To Eat or Not To Eat?

Total Estimated Time: 2-3 class periods, 130 minutes

This investigation is designed to engage your students in a unique phenomenon that drives some ecosystem relationships and interactions: mimicry!


PART 1: Be the Predator! (Learn-by-doing educational game)
How will you find food? Is that prey delicious or disastrous? (20-30 minutes)

  • Students take the role of a predator to learn how predator behaviors are shaped by physical cues of prey -- and mimicry! Science comics between rounds deepen student understanding of target species, predatory-prey relationships, predator cues, and mimics.

PART 2: How to Fool a Predator (Data collection and analysis)
Analyze which physical features influence predator behaviors. (45-60 minutes)

  • Students use digitized specimens (velvet ants and spiders) to explore the physical features that might cue predator behaviors -- and give mimics a survival advantage! Students choose a physical feature to examine, collect data directly from museum specimens, and analyze their data. An entomologist from the Natural History Museum of Utah guides students through accurate data collection and the analysis of data patterns!

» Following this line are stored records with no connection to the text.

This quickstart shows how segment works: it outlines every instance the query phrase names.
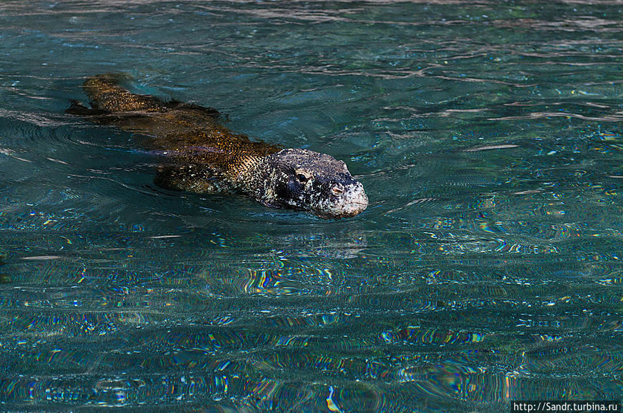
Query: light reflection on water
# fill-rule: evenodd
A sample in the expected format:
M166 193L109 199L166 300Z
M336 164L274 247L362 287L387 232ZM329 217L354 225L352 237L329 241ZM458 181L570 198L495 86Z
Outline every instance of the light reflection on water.
M616 2L0 5L0 403L448 412L623 388ZM344 159L324 221L152 183L84 76Z

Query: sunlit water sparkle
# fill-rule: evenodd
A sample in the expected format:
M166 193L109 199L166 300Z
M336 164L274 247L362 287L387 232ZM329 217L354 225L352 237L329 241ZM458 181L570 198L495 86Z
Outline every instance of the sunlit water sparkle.
M497 412L623 389L615 1L0 3L0 406ZM161 190L84 77L329 153L327 221Z

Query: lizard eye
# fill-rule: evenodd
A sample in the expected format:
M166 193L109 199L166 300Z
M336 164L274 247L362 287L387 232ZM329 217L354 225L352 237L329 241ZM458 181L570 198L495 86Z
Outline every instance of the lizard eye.
M306 184L307 181L312 179L312 174L307 170L298 169L295 170L294 173L296 177L296 180L303 184Z

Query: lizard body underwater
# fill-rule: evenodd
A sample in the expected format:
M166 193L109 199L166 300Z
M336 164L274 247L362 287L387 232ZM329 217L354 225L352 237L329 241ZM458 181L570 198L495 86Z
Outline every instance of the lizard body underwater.
M198 193L237 193L275 208L323 218L355 216L368 206L363 185L346 164L306 149L252 141L220 123L213 109L130 92L123 77L102 74L82 87L91 108L73 102L67 112L145 136L167 159L155 183Z

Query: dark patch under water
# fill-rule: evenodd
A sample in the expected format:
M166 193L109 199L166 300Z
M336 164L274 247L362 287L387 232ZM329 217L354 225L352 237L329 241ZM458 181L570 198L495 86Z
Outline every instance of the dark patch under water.
M613 1L0 3L3 410L620 400ZM85 76L343 159L325 221L153 184Z

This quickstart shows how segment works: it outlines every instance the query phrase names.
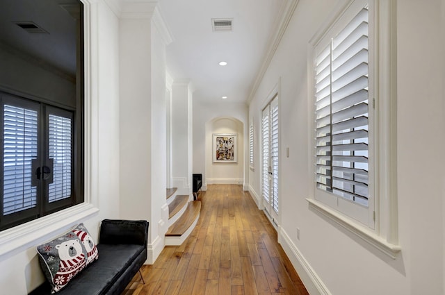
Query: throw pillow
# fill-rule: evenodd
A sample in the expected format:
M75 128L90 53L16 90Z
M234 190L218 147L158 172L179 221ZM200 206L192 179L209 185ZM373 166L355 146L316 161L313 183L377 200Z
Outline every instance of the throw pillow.
M88 264L98 258L97 248L83 224L56 239L38 246L39 262L51 293L56 293Z

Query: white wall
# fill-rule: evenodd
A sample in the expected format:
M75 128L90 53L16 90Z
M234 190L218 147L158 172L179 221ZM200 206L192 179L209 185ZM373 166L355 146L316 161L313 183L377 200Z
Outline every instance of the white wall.
M238 184L244 180L244 128L239 120L219 117L206 124L206 183L209 184ZM234 163L213 162L213 134L236 134L238 136L235 153L238 160Z
M218 118L226 118L232 120L234 119L239 121L243 126L243 132L238 132L238 144L242 144L243 147L248 146L248 142L245 142L248 139L248 136L244 136L244 135L248 135L247 106L225 101L219 103L211 104L201 101L193 101L193 173L202 174L202 177L204 180L204 189L207 187L205 180L207 178L227 177L227 174L220 174L220 171L218 170L215 171L214 173L213 173L213 171L209 172L213 167L211 142L213 132L211 126L213 121ZM238 130L241 130L239 125L237 128ZM248 151L247 152L248 153ZM247 183L248 174L245 167L248 167L248 162L246 162L248 160L248 154L245 153L245 149L240 149L238 153L238 164L235 166L240 169L236 169L236 173L240 176L236 177L241 177L243 179L242 181ZM242 159L242 160L240 159ZM243 169L242 173L239 172L241 169ZM211 175L208 175L209 173Z
M10 230L2 231L0 233L2 294L26 294L42 283L43 278L35 251L39 244L64 233L79 222L85 224L97 240L100 221L119 217L119 174L113 173L119 171L119 161L115 160L116 155L119 154L118 24L115 16L103 3L95 3L90 8L91 59L88 58L87 62L91 66L91 71L86 87L88 96L86 107L86 153L88 159L86 162L88 178L86 199L92 205L76 206L85 208L87 212L75 212L68 209L55 214L56 217L41 218L15 228L14 234L18 237L13 237L14 235ZM55 221L44 227L38 226L39 223L51 220ZM21 233L26 233L29 228L32 232L21 236ZM10 245L12 248L6 251Z
M339 2L300 0L250 106L261 192L261 109L277 81L280 221L284 248L311 294L444 294L444 1L397 1L398 239L396 259L309 208L307 49ZM441 39L442 38L442 39ZM289 158L286 158L286 148ZM296 228L300 230L297 239ZM285 236L285 238L283 238Z

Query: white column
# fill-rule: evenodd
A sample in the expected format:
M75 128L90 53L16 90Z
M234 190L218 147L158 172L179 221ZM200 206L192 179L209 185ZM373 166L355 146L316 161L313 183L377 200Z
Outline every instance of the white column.
M191 195L193 168L192 92L188 81L172 86L172 150L173 186L178 194Z
M151 264L163 248L168 217L165 45L171 37L157 1L113 3L120 18L120 216L149 222Z

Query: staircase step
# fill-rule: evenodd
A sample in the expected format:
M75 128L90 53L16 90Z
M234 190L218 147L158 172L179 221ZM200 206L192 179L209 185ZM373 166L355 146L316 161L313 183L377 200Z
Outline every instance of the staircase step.
M172 226L168 228L165 233L165 237L180 237L184 235L188 228L193 224L195 224L197 218L200 217L201 210L201 201L193 201L188 202L187 209L182 214L182 216Z
M171 189L167 189L167 199L170 196L173 196L176 191L178 189L177 187L172 187Z
M171 219L181 211L181 209L186 206L187 202L188 202L188 196L186 194L176 196L175 200L168 204L168 219Z

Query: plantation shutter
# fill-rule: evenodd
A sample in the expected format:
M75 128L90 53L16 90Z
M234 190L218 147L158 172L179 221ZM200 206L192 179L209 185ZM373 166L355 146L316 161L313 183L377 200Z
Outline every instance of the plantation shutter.
M8 215L37 204L31 177L38 155L38 111L4 104L3 121L3 215Z
M49 185L49 201L71 197L72 171L72 119L48 115L49 158L53 162L53 181Z
M263 198L268 204L269 194L269 108L263 110L262 130L263 130Z
M253 167L253 123L249 127L249 164Z
M278 98L270 103L271 108L271 149L272 149L272 183L273 192L273 210L278 213Z
M368 8L316 54L316 187L368 205Z

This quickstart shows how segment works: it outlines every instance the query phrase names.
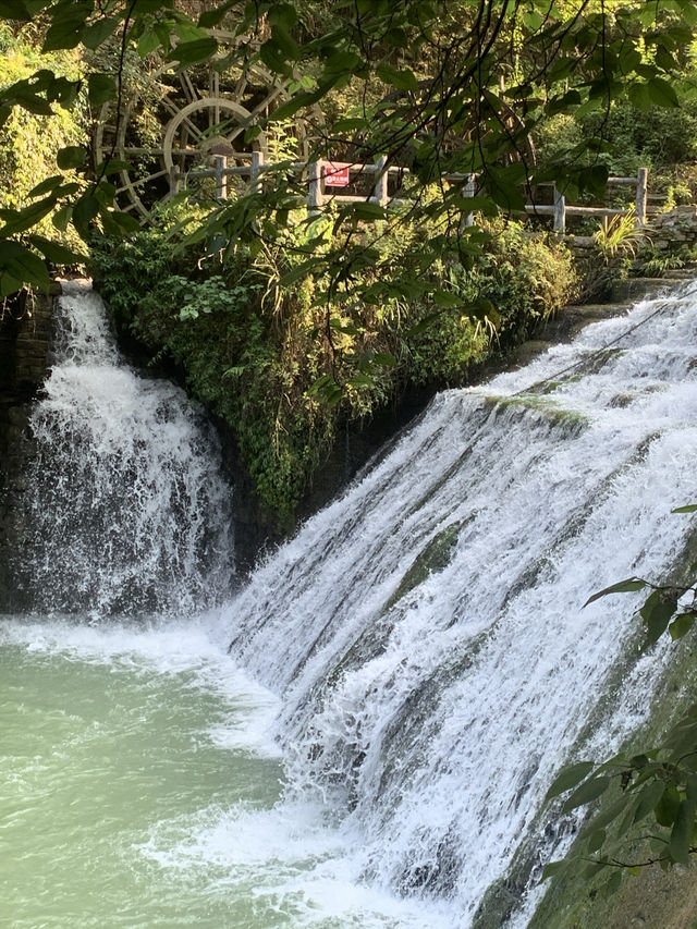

PART 3: Predicting the Future!
Will rapid changes affect predator-prey interactions? (20-30 minutes)

  • What happens when ecosystems undergo rapid change? Will mimics still have the right physical features to fool predators? In this part of the investigation, students use their findings on predator cues to argue about the future for mimics. Will they struggle or thrive as velvet ant populations change?